Dr. Eris,

My husband and I have been married almost 11 years, together 14 years. Sex used to be a good 3-4 times a week… even after having kids it was 2-3 times a week.

But, having become a mother of two boys on the Autism Spectrum, and one with ADHD as well as seizures on the horizon, sex is maybe once a week… What can we do…. do we schedule it?

 

Dr. Eris Suggests,

Children have a huge impact on a couple’s sex life. And when a child (and in your case three children!) has disabilities, it complicates the issue even more. Parents become overwhelmed with the day-to-day responsibilities and the last thing on their mind is SEX.

The good news is that you and your husband are still having sex once a week (for the most part).

Although studies show that having sex once a week is average for most married couples, we cannot quantify how much sex is enough sex. Some couples desire sex 1-3 times a week, while others get along just fine without much sex.

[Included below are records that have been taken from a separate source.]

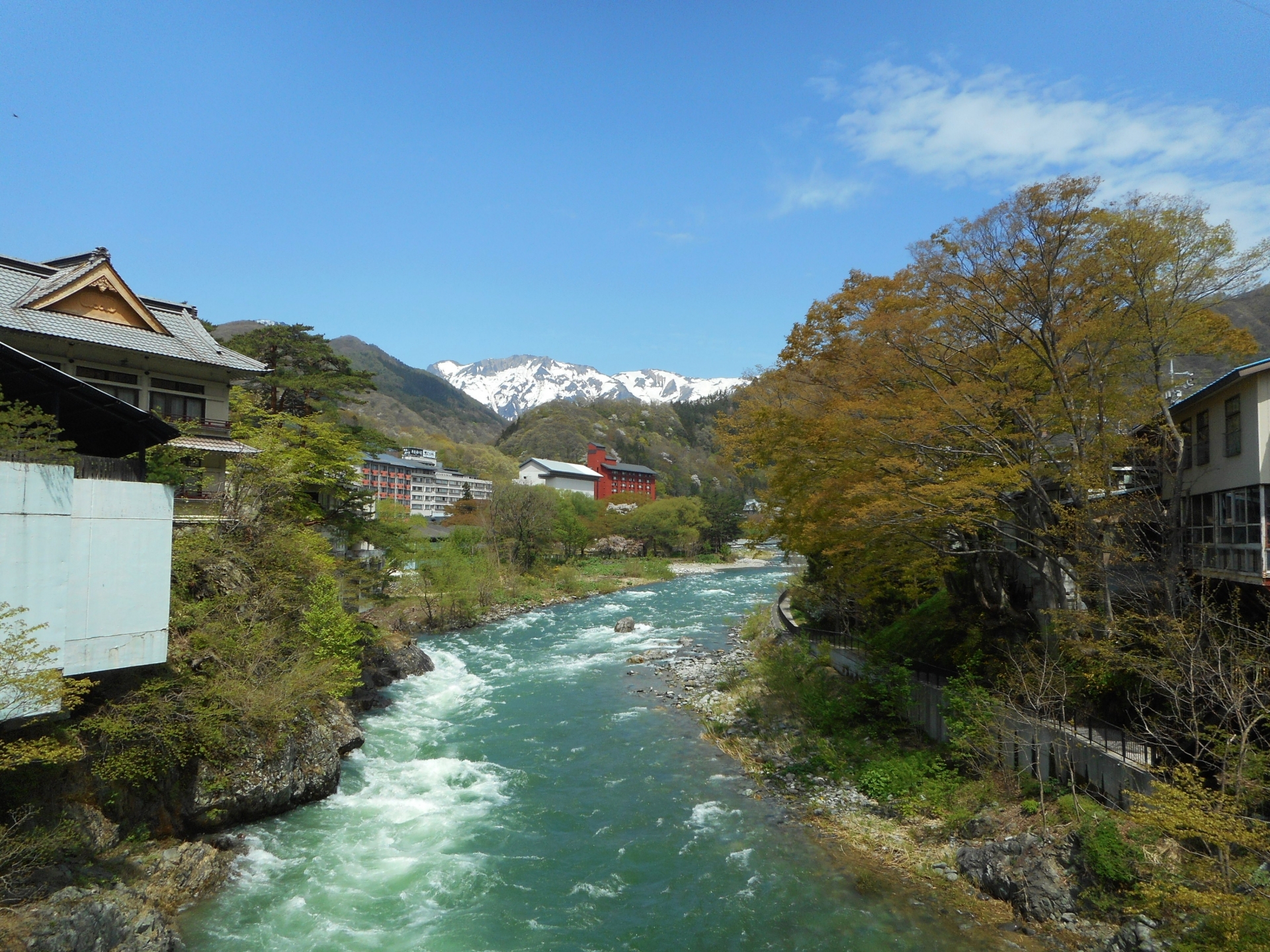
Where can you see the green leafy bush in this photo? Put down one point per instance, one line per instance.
(1108, 856)
(908, 776)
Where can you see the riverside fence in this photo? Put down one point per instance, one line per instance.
(1097, 756)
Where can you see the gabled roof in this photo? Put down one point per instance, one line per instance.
(556, 467)
(1222, 382)
(98, 424)
(386, 460)
(626, 467)
(31, 292)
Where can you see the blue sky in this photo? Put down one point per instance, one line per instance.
(628, 186)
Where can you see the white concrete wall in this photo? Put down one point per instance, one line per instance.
(117, 615)
(531, 475)
(89, 559)
(36, 545)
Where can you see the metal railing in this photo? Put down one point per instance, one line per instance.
(105, 467)
(1114, 740)
(205, 422)
(1087, 729)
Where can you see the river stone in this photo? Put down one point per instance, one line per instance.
(381, 666)
(1134, 936)
(99, 832)
(1021, 871)
(270, 778)
(981, 826)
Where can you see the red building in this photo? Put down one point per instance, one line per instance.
(619, 477)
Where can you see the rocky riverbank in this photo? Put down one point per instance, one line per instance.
(995, 877)
(125, 895)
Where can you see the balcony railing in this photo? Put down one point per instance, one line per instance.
(207, 423)
(103, 467)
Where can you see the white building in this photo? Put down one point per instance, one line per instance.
(1226, 474)
(91, 560)
(574, 477)
(433, 493)
(415, 479)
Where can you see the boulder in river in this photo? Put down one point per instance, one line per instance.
(1023, 871)
(121, 920)
(271, 778)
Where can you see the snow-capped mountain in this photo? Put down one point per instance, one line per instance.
(512, 385)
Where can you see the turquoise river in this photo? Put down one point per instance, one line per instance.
(524, 796)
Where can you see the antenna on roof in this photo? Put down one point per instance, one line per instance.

A problem begins to manifest when you are polarized as a couple – when one is unhappy with the quantity and quality of their sex life and the other is satisfied. This is when resentment builds up. The person with the lower sex drive feels constantly harassed about sex. The one with the high sex drive feels constantly deprived and becomes angry. Sometimes the tension grows to the point where sex stops and one person in the relationship strays by having an affair (emotional, virtual or physical).

In order to reduce the current tension that you are currently feeling, you must communicate with your husband. Have a conversation about how many times a week you both want to be having sex with each other. Do both of you have similar sexual desires? Or, does one of you want more sex?

The truth is that over half of married couples need to make a decision and an effort to feel desire. If you are going to wait for spontaneity to happen when you are constantly in the midst of busy schedules, baths, dinner time, dealing with tantrums, sleepless nights, and your phones ringing off the hook, then you are never going to have sex.

Couples need to put as much energy into their sex lives as they do their jobs and children.

You ask if you should schedule sex. The answer to that question is YES! You should have no shame in marking your calendar for that one on one time with the person you love.

On that day, set the mood early with some simple flirtations (a wink of the eye, a sexy text, compliments, a pat on the rear).

If it is in your budget, hire a babysitter once a week for date night. Encourage each other to have a life and hobbies outside of the kids. The fact is that if your kids are your life, your relationship and sex life will suffer.

Remember, your relationship is the glue that will keep your family together.